If 2010 headship rates and homeownership rates for each age group had been the same as in 1990, the US homeownership rate would have been 66.7% instead of 65.1%. If 2010 headship rates and homeownership rates had been the same as in 2000, the US homeownership rate would have been 67.3%!
In fact, the aggregate data suggest that in 2010 the homeownership for most age groups was probably below 1990 rates!!!
They flushed the American Dream right down the john, no doubt prepackaged in some MBS baked CDO to boot.
Something less than one-third of households have no mortgage debt. So the approximately 50+ million households with mortgages have far less than 38.1% equity - and 10.9 million households have negative equity.

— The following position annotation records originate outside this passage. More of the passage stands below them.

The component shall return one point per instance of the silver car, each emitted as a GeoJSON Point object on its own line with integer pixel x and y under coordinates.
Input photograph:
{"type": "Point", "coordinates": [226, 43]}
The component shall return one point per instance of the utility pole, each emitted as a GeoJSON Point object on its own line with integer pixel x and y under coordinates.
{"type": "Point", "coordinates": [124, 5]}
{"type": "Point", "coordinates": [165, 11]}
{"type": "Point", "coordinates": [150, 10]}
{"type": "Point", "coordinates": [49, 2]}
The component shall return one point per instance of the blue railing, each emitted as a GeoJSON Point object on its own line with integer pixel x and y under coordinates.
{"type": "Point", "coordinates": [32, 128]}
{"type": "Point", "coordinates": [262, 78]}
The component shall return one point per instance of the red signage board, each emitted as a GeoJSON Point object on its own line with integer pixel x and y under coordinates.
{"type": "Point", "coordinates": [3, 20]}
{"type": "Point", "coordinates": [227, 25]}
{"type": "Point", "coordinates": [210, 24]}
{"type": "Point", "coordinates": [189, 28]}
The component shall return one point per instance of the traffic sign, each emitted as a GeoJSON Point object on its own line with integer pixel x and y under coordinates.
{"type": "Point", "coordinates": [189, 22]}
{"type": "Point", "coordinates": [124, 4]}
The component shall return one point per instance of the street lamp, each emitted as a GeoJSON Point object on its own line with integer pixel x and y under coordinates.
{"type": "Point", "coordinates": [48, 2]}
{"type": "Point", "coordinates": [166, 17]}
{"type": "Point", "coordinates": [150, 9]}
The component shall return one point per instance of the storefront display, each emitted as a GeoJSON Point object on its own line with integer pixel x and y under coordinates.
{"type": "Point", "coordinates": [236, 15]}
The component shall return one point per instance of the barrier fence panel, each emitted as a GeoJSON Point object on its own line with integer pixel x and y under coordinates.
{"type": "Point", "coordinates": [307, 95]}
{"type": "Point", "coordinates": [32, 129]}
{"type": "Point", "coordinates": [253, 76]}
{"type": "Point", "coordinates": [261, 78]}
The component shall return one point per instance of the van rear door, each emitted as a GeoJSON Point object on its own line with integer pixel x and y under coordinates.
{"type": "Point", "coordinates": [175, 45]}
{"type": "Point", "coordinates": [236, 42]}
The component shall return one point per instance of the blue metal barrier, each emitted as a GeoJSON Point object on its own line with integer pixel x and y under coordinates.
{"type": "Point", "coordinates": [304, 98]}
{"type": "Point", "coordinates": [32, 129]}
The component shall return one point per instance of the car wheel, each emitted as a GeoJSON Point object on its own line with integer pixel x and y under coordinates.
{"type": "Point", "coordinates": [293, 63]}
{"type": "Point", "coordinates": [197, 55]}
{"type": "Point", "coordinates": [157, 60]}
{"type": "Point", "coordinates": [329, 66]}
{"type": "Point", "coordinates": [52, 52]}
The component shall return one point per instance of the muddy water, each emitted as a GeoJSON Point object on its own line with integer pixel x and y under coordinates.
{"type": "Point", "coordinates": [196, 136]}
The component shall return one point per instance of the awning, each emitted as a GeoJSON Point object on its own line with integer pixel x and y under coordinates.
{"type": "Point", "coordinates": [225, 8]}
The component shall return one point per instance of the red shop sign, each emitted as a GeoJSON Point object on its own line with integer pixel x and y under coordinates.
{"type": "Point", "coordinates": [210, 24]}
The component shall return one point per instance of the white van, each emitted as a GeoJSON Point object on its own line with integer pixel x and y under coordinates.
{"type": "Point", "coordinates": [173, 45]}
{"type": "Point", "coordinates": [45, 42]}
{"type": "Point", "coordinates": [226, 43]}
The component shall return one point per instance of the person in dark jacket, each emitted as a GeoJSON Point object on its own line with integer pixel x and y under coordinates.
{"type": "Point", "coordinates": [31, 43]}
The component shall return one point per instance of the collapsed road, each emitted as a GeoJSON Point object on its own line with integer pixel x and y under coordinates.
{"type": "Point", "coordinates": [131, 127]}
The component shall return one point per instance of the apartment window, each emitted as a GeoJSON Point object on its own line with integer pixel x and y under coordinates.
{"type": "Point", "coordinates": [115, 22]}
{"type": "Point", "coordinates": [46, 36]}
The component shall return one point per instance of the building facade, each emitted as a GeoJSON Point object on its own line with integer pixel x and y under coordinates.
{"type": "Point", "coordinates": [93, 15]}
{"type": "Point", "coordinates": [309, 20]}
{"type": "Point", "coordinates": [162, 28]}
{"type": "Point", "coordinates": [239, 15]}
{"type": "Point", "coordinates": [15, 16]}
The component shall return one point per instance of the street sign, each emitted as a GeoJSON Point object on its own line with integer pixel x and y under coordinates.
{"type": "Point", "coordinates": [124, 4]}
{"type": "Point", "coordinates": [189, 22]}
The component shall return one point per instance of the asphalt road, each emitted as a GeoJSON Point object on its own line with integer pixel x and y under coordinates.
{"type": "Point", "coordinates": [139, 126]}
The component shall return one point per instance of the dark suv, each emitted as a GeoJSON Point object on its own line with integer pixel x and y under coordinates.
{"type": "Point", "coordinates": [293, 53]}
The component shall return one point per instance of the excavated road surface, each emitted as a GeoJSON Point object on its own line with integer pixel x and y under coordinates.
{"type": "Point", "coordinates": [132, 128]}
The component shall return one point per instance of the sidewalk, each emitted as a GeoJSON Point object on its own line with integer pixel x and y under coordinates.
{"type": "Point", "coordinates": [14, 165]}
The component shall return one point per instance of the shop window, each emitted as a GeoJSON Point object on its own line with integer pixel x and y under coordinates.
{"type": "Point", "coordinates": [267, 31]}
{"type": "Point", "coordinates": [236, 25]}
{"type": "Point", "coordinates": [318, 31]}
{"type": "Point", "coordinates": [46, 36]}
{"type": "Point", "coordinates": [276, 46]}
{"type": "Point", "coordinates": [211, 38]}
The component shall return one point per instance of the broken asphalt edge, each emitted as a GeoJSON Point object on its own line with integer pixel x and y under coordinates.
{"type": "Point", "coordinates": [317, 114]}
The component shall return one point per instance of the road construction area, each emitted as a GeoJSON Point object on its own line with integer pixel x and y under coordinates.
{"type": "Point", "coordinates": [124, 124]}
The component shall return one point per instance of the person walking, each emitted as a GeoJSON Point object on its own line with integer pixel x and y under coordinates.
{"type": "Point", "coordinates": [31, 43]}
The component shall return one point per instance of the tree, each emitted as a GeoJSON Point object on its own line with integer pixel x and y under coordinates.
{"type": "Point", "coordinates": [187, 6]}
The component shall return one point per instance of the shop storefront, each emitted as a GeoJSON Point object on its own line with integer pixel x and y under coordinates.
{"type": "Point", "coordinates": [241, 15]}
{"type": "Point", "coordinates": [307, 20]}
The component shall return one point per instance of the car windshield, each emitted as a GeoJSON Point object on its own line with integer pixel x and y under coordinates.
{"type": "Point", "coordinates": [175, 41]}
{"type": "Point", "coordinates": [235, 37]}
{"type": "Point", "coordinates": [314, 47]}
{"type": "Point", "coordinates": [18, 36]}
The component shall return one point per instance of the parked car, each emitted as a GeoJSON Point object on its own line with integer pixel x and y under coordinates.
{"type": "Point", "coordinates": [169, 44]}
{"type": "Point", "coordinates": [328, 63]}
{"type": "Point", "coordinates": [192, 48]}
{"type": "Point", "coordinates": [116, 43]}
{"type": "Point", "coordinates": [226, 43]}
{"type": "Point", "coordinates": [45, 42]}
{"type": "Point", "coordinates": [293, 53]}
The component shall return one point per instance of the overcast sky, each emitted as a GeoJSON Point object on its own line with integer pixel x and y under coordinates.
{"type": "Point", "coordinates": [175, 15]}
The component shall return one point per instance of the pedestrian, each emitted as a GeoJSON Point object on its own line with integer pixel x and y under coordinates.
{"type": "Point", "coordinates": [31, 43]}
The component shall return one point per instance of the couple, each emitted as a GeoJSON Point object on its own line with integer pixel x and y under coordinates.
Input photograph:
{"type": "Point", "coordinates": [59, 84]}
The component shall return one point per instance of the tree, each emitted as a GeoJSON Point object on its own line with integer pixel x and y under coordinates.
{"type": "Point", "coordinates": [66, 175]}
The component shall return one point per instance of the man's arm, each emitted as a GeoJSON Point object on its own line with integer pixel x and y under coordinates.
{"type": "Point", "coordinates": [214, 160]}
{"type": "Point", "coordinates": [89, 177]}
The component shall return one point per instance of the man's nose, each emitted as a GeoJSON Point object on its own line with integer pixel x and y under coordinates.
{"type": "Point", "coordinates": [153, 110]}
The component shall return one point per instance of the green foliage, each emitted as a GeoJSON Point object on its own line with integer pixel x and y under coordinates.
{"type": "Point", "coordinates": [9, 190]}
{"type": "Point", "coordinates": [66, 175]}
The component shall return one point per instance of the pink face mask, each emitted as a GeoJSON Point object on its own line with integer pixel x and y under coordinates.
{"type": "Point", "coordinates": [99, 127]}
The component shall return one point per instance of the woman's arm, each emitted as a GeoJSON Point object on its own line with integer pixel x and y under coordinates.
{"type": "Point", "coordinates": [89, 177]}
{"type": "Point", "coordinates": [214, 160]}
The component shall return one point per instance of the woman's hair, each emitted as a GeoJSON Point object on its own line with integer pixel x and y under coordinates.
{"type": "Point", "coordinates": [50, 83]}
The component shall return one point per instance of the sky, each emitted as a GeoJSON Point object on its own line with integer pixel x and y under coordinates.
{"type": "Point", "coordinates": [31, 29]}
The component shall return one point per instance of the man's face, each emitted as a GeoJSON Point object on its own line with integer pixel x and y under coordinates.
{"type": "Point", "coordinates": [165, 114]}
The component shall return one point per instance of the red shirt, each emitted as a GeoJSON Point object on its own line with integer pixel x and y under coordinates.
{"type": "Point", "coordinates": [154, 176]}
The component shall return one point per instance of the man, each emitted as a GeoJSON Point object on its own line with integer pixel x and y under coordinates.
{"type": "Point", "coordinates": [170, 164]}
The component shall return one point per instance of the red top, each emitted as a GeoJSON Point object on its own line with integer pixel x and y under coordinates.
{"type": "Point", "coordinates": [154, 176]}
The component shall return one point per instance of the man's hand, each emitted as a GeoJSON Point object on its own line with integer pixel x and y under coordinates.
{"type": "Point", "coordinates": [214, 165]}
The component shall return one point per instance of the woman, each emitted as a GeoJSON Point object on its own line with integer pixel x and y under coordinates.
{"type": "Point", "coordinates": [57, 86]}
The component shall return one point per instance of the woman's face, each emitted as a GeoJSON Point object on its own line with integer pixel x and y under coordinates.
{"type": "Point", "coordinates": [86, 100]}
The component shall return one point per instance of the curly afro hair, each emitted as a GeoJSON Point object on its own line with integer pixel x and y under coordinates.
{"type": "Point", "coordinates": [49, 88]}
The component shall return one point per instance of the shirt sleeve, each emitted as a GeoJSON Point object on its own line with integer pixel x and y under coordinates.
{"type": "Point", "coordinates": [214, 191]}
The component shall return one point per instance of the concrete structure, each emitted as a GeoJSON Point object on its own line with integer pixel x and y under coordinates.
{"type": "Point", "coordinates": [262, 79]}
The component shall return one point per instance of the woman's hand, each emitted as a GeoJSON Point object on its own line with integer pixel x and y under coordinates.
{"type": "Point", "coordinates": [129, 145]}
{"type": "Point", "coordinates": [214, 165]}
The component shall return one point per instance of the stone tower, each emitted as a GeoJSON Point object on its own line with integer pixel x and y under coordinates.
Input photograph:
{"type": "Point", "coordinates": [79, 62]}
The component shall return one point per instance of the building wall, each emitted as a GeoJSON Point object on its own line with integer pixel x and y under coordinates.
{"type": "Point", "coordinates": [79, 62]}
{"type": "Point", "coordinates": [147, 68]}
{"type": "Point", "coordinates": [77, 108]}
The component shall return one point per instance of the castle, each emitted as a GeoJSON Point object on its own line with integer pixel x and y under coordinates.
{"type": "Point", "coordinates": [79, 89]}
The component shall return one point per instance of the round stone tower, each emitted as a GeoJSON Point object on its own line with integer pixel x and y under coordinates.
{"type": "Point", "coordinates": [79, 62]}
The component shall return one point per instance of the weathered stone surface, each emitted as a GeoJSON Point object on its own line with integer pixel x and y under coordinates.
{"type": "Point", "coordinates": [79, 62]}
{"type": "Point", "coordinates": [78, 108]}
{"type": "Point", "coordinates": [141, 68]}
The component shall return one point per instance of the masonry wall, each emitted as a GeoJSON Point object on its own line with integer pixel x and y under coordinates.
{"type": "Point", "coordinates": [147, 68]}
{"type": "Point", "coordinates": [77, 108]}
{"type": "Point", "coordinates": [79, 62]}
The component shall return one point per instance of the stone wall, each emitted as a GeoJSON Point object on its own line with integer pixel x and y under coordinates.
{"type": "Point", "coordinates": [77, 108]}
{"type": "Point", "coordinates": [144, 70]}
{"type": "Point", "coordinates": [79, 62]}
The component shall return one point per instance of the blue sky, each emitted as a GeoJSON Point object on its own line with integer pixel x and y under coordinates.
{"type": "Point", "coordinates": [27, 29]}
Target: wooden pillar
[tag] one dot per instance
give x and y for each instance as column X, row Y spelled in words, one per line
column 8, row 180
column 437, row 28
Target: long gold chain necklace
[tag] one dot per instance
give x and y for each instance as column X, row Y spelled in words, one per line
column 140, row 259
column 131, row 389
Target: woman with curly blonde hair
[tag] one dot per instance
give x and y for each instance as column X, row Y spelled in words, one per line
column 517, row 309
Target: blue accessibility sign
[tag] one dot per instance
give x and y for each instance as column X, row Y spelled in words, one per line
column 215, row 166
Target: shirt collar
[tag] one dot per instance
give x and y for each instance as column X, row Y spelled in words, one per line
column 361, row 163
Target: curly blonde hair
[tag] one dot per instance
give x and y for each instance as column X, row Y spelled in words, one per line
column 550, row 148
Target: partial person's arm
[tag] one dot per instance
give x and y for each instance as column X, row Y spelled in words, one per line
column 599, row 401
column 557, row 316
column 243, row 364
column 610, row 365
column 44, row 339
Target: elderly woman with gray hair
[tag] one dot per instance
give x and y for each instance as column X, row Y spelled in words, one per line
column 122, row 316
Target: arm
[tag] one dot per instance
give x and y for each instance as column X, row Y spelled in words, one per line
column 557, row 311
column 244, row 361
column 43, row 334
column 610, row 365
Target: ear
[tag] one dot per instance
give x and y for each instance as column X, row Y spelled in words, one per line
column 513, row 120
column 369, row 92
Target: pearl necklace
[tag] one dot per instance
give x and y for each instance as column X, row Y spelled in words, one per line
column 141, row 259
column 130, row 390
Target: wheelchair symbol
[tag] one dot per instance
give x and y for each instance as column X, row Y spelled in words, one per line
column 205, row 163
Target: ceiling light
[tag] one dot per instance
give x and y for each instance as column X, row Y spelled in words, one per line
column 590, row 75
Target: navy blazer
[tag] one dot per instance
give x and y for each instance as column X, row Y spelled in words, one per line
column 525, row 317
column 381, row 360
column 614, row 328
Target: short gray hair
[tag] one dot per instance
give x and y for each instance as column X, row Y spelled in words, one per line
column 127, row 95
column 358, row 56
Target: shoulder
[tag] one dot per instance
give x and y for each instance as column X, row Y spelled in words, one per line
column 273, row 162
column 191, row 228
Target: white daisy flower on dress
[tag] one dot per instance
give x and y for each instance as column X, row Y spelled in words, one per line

So, the American dream of having a middle class income, stable career, a home of one's own has turned into strategies on the hits to one's credit score and how long one can squat in a home before the lights are turned off, all the while to looking forward to never being able to retire:
The EBRI Retirement Security Projection Model® (RSPM) was developed in 2003 to provide an assessment of national retirement income prospects. The 2011 version of RSPM adds a new feature that allows households to defer retirement age past age 65 in an attempt to determine whether retirement age deferral is indeed sufficiently valuable to mitigate retirement income adequacy problems for most households (assuming the worker is physically able to continue working and that there continues to be a suitable demand for his or her skills). The answer, unfortunately, is not always “yes,” even if retirement age is deferred into the 80s.
LOWEST-INCOME LEVELS, 50-50 CHANCE OF ADEQUACY: RSPM baseline results indicate that the lowest preretirement income quartile would need to defer retirement age to 84 before 90 percent of the households would have a 50 percent probability of success. Although a significant portion of the improvement takes place in the first four years after age 65, the improvement tends to level off in the early 70s before picking up in the late 70s and early 80s. Households in higher preretirement income quartiles start at a much higher level, and therefore have less improvement in terms of additional households reaching a 50 percent success rate as retirement age is deferred for these households.
LOWEST-INCOME LEVELS, HIGHER CHANCES OF ADEQUACY: If the success rate is moved to a threshold of 70 percent, only 2 out of 5 households in the lowest-income quartile will attain retirement income adequacy even if they defer retirement age to 84. Increasing the threshold to 80 percent reduces the number of lowest preretirement income quartile households that can satisfy this standard at a retirement age of 84 to approximately 1 out of 7.
IMPORTANCE OF DEFINED CONTRIBUTION RETIREMENT PLANS: One of the factors that makes a major difference in the percentage of households satisfying the retirement income adequacy thresholds at any retirement age is whether the worker is still participating in a defined contribution plan after age 65. This factor results in at least a 10 percentage point difference in the majority of the retirement age/income combinations investigated.
FACTORING IN RETIREMENT HEALTH COSTS: Another factor that has a tremendous impact on the value of deferring retirement age is whether stochastic post-retirement health care costs are excluded (or the stochastic nature is ignored). For the lowest preretirement income quartile, the value of deferral (in terms of percentage of additional households that will meet the threshold by deferring retirement age from 65 to 84) decreases from 16.0 percent to 3.8 percent by excluding these costs. The highest preretirement income quartile experiences a similar decrease, from 12.8 percent to 2.6 percent.
Welcome to the new American Dream, brought to you by Goldman Sachs, Wells Fargo, JP Morgan Chase and Bank of America.